• 生きづらさを抱えながら、自傷、自殺未遂、依存症、摂食障害、心の病と闘っていた咲セリさん。不治の病を抱える1匹の猫と出会い、その人生が少しずつ、変化していきます。生きづらい世界のなかで、猫が教えてくれたこと。猫と人がともに支えあって生きる、ひとつの物語が始まります。ツリーを飾ると猫がやってきて……。

    クリスマスがやってきます

    20年前、今の家に越してきたばかりの私たちは、新しい暮らしに似合う大きなツリーを買いました。

    背伸びをした買い物でしたが、箱を開けた瞬間のあの、森のような匂いに胸が高鳴ったことを、今でもよく覚えています。

    オーナメントはあわてて集めず、「一年にひとつ、ふたつ」と決めて少しずつ増やしました。

    季節が巡るたびに、ツリーの枝先が少しずつ賑やかになるのが、冬の小さな喜びでした。

    画像: クリスマスがやってきます

    クリスマスを心待ちにしていたのは、人だけでなく

    けれども、いちばん楽しみにしていたのは――

    私たちではなく、猫たちのほうだったのです。

    まだ若かった長老「ウン」や、今は亡き「ヒナ」。彼女たちは毎朝、オーナメントを一つ選んでは、床の上でサッカーボールのように転がしていました。

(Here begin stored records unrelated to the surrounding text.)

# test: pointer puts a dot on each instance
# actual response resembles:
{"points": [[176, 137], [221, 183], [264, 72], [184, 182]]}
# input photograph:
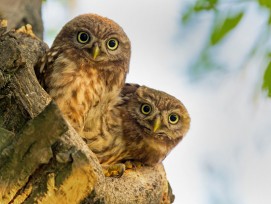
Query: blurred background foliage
{"points": [[226, 17]]}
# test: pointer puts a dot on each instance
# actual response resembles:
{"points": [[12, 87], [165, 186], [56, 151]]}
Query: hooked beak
{"points": [[95, 51], [157, 124]]}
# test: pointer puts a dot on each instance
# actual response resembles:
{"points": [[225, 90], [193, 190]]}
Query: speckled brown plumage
{"points": [[128, 134], [84, 70]]}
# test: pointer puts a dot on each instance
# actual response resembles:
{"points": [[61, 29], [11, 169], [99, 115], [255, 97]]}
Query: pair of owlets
{"points": [[84, 72]]}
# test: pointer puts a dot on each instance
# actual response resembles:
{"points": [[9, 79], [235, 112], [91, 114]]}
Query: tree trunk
{"points": [[42, 158]]}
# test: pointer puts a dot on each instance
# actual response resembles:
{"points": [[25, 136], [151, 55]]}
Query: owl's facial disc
{"points": [[156, 124], [95, 50]]}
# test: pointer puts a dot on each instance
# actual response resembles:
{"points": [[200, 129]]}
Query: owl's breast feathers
{"points": [[77, 86]]}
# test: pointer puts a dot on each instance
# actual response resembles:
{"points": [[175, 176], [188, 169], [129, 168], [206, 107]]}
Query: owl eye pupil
{"points": [[173, 118], [145, 109], [83, 37], [112, 44]]}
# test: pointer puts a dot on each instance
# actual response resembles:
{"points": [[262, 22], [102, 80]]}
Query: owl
{"points": [[85, 67], [143, 127]]}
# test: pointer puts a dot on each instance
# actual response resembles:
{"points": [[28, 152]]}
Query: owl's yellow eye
{"points": [[173, 118], [112, 44], [83, 37], [145, 109]]}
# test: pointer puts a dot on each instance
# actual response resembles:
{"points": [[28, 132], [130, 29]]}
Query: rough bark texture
{"points": [[42, 159]]}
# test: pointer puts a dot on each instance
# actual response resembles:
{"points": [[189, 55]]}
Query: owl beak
{"points": [[95, 51], [157, 124]]}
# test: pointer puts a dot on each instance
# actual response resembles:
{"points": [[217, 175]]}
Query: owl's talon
{"points": [[115, 170]]}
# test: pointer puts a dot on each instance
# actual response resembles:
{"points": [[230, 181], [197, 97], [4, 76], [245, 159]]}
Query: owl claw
{"points": [[115, 170]]}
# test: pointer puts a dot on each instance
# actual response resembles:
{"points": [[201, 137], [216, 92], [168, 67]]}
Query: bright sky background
{"points": [[226, 156]]}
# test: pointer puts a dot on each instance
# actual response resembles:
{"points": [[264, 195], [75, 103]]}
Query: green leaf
{"points": [[223, 27], [267, 79], [265, 3]]}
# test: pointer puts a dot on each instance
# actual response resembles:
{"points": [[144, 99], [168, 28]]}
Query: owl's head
{"points": [[158, 114], [95, 39]]}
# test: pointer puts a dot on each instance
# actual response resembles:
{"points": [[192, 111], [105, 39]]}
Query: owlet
{"points": [[85, 67], [145, 126]]}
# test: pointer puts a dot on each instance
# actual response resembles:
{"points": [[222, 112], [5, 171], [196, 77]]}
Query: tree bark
{"points": [[42, 158]]}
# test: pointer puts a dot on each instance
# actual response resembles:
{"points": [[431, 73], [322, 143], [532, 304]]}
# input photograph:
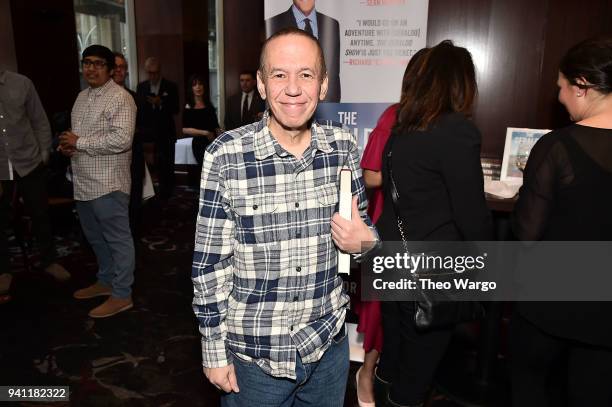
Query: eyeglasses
{"points": [[97, 63]]}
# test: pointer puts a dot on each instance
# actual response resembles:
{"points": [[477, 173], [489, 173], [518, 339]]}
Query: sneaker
{"points": [[111, 306], [96, 290], [57, 271]]}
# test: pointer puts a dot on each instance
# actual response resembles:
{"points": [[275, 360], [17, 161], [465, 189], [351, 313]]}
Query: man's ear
{"points": [[261, 87], [583, 88], [324, 86]]}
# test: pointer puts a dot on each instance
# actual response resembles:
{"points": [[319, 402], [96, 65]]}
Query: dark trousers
{"points": [[536, 355], [164, 157], [33, 190], [409, 358]]}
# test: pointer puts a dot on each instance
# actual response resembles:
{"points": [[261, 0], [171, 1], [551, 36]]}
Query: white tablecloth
{"points": [[183, 153]]}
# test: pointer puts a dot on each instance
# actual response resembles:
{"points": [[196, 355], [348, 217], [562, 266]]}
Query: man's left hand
{"points": [[68, 140], [350, 235]]}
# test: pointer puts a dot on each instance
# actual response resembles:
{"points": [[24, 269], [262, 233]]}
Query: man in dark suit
{"points": [[159, 104], [244, 107], [302, 14]]}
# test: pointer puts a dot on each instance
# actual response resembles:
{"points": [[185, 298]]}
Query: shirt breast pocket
{"points": [[327, 196], [256, 219]]}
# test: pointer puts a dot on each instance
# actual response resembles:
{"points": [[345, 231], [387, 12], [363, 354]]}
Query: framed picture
{"points": [[516, 151]]}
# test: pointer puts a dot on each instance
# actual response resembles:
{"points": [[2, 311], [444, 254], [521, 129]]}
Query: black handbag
{"points": [[430, 313]]}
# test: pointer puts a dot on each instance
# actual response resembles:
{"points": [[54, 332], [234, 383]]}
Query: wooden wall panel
{"points": [[516, 46], [244, 32], [159, 33], [46, 50], [567, 25], [8, 59], [508, 71], [195, 39]]}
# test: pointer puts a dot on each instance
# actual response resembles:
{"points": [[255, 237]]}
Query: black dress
{"points": [[201, 119], [440, 182], [567, 195], [439, 179]]}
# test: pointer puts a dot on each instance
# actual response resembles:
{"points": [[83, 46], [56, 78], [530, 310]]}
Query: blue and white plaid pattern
{"points": [[264, 267]]}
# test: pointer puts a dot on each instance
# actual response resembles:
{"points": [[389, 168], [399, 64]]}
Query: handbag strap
{"points": [[394, 193]]}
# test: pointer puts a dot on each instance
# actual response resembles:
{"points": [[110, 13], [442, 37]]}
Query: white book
{"points": [[344, 259]]}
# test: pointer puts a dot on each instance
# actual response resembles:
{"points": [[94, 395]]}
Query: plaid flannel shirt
{"points": [[265, 266], [104, 118]]}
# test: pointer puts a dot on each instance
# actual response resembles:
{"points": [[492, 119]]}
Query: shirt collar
{"points": [[266, 145], [102, 89]]}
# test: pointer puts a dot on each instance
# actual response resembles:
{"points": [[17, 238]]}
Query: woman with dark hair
{"points": [[436, 168], [370, 324], [567, 195], [199, 117]]}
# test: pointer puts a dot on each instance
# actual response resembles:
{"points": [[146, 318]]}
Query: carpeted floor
{"points": [[148, 356]]}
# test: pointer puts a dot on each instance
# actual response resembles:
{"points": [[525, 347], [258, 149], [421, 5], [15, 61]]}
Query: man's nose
{"points": [[293, 87]]}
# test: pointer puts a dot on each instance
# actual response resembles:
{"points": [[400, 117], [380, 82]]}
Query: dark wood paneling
{"points": [[159, 30], [244, 32], [8, 59], [46, 50], [159, 33], [516, 46], [567, 24], [508, 69], [195, 39]]}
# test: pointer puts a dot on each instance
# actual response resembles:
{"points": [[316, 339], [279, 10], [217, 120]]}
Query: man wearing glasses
{"points": [[99, 144]]}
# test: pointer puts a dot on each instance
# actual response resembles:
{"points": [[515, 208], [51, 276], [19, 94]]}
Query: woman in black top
{"points": [[199, 117], [437, 171], [567, 195]]}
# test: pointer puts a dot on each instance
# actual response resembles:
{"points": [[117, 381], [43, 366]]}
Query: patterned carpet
{"points": [[147, 356]]}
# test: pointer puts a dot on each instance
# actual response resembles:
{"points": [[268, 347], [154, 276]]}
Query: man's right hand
{"points": [[223, 378]]}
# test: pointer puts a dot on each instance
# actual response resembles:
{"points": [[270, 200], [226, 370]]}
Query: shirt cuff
{"points": [[81, 144], [373, 249], [214, 353]]}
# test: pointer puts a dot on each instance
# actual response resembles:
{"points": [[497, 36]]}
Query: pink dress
{"points": [[370, 321]]}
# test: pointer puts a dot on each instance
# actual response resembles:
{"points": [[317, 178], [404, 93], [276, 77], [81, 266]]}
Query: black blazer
{"points": [[158, 124], [233, 110], [439, 179], [329, 38]]}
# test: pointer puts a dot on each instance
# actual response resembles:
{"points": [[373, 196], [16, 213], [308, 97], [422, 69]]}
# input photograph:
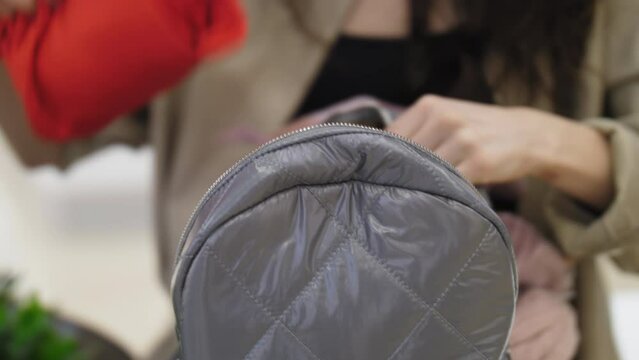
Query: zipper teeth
{"points": [[286, 135]]}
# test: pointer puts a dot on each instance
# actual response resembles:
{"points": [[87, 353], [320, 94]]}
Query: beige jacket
{"points": [[261, 85]]}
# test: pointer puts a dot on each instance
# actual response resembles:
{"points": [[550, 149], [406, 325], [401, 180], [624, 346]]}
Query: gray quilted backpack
{"points": [[343, 242]]}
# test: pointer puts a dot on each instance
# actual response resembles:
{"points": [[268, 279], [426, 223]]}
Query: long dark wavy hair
{"points": [[523, 31]]}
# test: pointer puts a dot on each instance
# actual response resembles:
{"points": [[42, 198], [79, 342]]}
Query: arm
{"points": [[80, 64], [493, 144]]}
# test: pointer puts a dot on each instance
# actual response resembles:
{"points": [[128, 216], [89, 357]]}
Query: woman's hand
{"points": [[545, 327], [492, 144]]}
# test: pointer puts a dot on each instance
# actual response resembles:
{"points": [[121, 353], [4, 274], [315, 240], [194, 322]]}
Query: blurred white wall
{"points": [[82, 241]]}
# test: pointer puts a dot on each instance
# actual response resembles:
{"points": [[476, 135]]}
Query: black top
{"points": [[401, 70]]}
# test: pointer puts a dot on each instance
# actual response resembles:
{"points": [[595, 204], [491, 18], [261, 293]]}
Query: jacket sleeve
{"points": [[79, 64], [579, 231]]}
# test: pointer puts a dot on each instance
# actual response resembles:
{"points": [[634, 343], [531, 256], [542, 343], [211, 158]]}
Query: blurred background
{"points": [[82, 241]]}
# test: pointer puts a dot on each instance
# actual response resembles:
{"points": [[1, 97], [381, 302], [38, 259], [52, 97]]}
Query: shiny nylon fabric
{"points": [[344, 243]]}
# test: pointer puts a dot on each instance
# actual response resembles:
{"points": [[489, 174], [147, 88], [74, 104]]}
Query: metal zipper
{"points": [[200, 203]]}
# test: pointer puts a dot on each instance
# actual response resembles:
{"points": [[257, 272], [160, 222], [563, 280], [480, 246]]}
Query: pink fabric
{"points": [[545, 323]]}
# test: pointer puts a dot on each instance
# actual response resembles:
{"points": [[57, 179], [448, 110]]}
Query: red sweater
{"points": [[80, 64]]}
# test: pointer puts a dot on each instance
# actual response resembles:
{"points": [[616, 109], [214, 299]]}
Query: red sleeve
{"points": [[81, 64]]}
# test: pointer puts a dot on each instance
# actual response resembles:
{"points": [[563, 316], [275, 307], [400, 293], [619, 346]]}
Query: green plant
{"points": [[27, 331]]}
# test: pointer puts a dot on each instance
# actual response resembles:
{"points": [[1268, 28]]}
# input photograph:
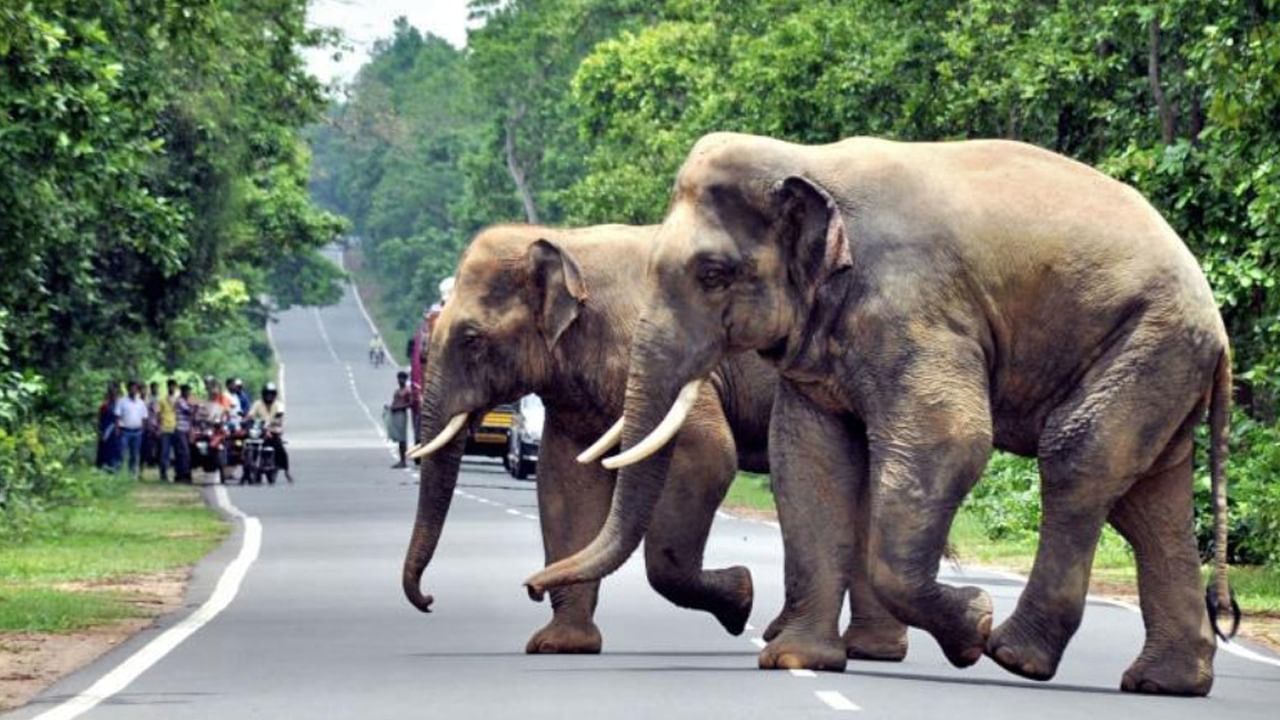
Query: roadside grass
{"points": [[147, 529], [1257, 588], [371, 295], [750, 491]]}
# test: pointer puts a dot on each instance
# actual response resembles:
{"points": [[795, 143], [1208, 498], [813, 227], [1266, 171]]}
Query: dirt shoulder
{"points": [[92, 577], [32, 661]]}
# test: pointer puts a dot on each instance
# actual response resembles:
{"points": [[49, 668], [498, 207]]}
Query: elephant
{"points": [[923, 304], [552, 311]]}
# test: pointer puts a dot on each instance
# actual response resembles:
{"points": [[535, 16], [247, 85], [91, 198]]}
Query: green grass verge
{"points": [[371, 295], [149, 529], [1256, 587], [750, 491]]}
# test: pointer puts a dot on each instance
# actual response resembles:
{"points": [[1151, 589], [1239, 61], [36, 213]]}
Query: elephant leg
{"points": [[817, 464], [1156, 516], [572, 504], [1110, 432], [873, 633], [702, 468], [927, 450]]}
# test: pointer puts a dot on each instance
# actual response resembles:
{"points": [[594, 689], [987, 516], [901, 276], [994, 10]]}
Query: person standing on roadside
{"points": [[151, 428], [167, 423], [397, 428], [184, 411], [132, 413], [108, 429], [242, 395]]}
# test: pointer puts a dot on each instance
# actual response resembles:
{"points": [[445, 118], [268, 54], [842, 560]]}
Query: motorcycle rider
{"points": [[270, 411]]}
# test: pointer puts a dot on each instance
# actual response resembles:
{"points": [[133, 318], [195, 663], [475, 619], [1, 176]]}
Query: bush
{"points": [[1006, 499], [1253, 495]]}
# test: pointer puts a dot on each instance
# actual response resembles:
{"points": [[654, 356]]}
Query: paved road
{"points": [[320, 629]]}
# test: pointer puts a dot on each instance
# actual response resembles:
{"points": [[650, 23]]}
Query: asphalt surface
{"points": [[320, 628]]}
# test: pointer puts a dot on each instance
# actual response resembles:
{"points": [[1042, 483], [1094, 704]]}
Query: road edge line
{"points": [[133, 666]]}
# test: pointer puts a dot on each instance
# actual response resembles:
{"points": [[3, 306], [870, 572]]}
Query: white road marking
{"points": [[836, 701], [360, 304], [279, 364], [228, 586]]}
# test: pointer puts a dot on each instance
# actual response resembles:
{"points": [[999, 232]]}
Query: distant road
{"points": [[320, 629]]}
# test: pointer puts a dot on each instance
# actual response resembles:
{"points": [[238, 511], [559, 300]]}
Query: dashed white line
{"points": [[837, 701]]}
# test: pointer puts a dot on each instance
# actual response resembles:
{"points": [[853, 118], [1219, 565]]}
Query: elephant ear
{"points": [[812, 232], [558, 288]]}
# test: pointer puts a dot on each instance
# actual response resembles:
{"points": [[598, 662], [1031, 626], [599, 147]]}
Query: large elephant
{"points": [[553, 311], [924, 302]]}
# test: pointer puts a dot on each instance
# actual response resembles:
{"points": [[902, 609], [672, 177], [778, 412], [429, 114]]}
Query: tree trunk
{"points": [[1168, 119], [517, 172]]}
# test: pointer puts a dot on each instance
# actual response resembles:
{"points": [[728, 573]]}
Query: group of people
{"points": [[145, 428]]}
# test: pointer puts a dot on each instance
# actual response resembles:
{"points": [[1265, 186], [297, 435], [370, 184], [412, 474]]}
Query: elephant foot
{"points": [[735, 610], [1031, 650], [876, 639], [964, 639], [777, 625], [563, 638], [792, 650], [1170, 673]]}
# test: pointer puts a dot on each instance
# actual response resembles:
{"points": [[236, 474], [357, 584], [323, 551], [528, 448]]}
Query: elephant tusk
{"points": [[662, 434], [440, 440], [599, 447]]}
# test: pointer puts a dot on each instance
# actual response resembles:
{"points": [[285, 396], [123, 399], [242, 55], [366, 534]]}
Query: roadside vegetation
{"points": [[152, 177], [86, 564], [574, 112]]}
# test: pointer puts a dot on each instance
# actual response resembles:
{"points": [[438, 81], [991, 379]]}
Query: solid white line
{"points": [[228, 586], [836, 701]]}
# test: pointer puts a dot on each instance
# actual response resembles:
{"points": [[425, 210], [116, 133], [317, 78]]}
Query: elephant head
{"points": [[516, 295], [748, 246]]}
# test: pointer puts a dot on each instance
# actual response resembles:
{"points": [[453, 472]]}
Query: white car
{"points": [[525, 438]]}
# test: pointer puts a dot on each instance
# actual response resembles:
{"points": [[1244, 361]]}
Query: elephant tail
{"points": [[1219, 596]]}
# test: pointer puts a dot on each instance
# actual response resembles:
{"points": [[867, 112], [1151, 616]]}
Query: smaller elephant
{"points": [[552, 311], [923, 304]]}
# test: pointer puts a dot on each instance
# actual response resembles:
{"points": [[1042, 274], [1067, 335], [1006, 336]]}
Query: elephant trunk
{"points": [[437, 479], [652, 390]]}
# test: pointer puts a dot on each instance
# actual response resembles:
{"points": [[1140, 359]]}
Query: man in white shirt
{"points": [[132, 415]]}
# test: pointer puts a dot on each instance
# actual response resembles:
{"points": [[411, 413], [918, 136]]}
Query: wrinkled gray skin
{"points": [[553, 311], [924, 302]]}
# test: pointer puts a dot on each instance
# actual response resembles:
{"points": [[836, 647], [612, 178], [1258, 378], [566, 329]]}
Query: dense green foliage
{"points": [[602, 100], [152, 194]]}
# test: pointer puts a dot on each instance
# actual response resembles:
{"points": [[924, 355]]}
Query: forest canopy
{"points": [[574, 112]]}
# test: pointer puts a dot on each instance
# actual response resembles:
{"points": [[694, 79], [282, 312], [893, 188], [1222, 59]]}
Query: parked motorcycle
{"points": [[259, 456], [209, 446]]}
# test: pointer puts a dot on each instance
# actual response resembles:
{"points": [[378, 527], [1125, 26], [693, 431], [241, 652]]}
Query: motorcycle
{"points": [[259, 456], [209, 446]]}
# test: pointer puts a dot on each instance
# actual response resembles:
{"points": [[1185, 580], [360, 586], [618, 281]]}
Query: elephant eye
{"points": [[714, 276]]}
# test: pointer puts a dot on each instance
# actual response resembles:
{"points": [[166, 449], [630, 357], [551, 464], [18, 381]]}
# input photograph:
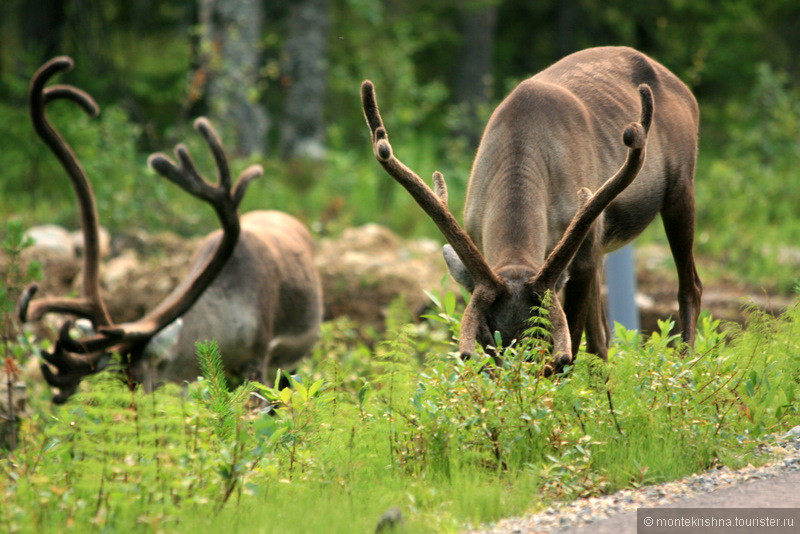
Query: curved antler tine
{"points": [[204, 127], [184, 175], [440, 187], [71, 369], [68, 92], [473, 325], [432, 203], [635, 138], [90, 304], [225, 202]]}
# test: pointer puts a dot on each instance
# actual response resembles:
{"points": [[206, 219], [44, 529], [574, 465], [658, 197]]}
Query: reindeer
{"points": [[532, 224], [252, 286]]}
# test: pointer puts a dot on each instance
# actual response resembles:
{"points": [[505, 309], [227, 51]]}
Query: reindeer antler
{"points": [[76, 358], [90, 305], [487, 285]]}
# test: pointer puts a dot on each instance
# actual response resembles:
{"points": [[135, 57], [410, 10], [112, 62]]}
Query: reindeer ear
{"points": [[457, 269]]}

    特に人気だったのは、フェルトの馬。どうやら、ちょうどいい大きさと弾みだったようです。

    いつも床に落ちているその馬を拾い上げながら、「これが“おとり”ね」と夫婦で笑って、高いところの飾りを守ったものでした。

    そして、毛足の長いライオンのような「ちみ~」がやってきた年。

    彼女は見た目通りのいたずらっ子。ツリーにじゃれつき、オーナメントの紐をしっぽに絡ませたまま、ツリーごとロフトまで引きずって逃げようとする大騒動。

    枝にキラキラ光る飾りをぶらさげ廊下を走り抜けるその姿には、びっくりするやら、笑ってしまうやら……。

    画像: 昔のツリーと今は亡きヒナ

    昔のツリーと今は亡きヒナ

    それでも、ツリーは毎年飾りました。

    少しずつ枝が緩み、オーナメントの数が増えるたび、わが家のクリスマスも、静かに歳を重ねていきました。

    ついに大きなツリーを撤去しなくてはいけない事態に

    けれど数年前。

    新しく家族になった老猫トトが、ツリーを猫草と思い込んだようで、枝をかじり味見しはじめました。

    さすがにこれは危ない、と、とうとうその年を最後に、大きなツリーは片づけることに。

    今は、テレビ台の上に小さなツリーをひとつだけ。

    猫たちはそのそばで丸くなり、枝先の灯りを、穏やかに目で追っています。

    大きなツリーがなくても、部屋の中は十分にクリスマス。

    あの頃の賑やかな思い出と、今の静かなぬくもりが、ひとつの灯りのように、今年もそっと揺れています。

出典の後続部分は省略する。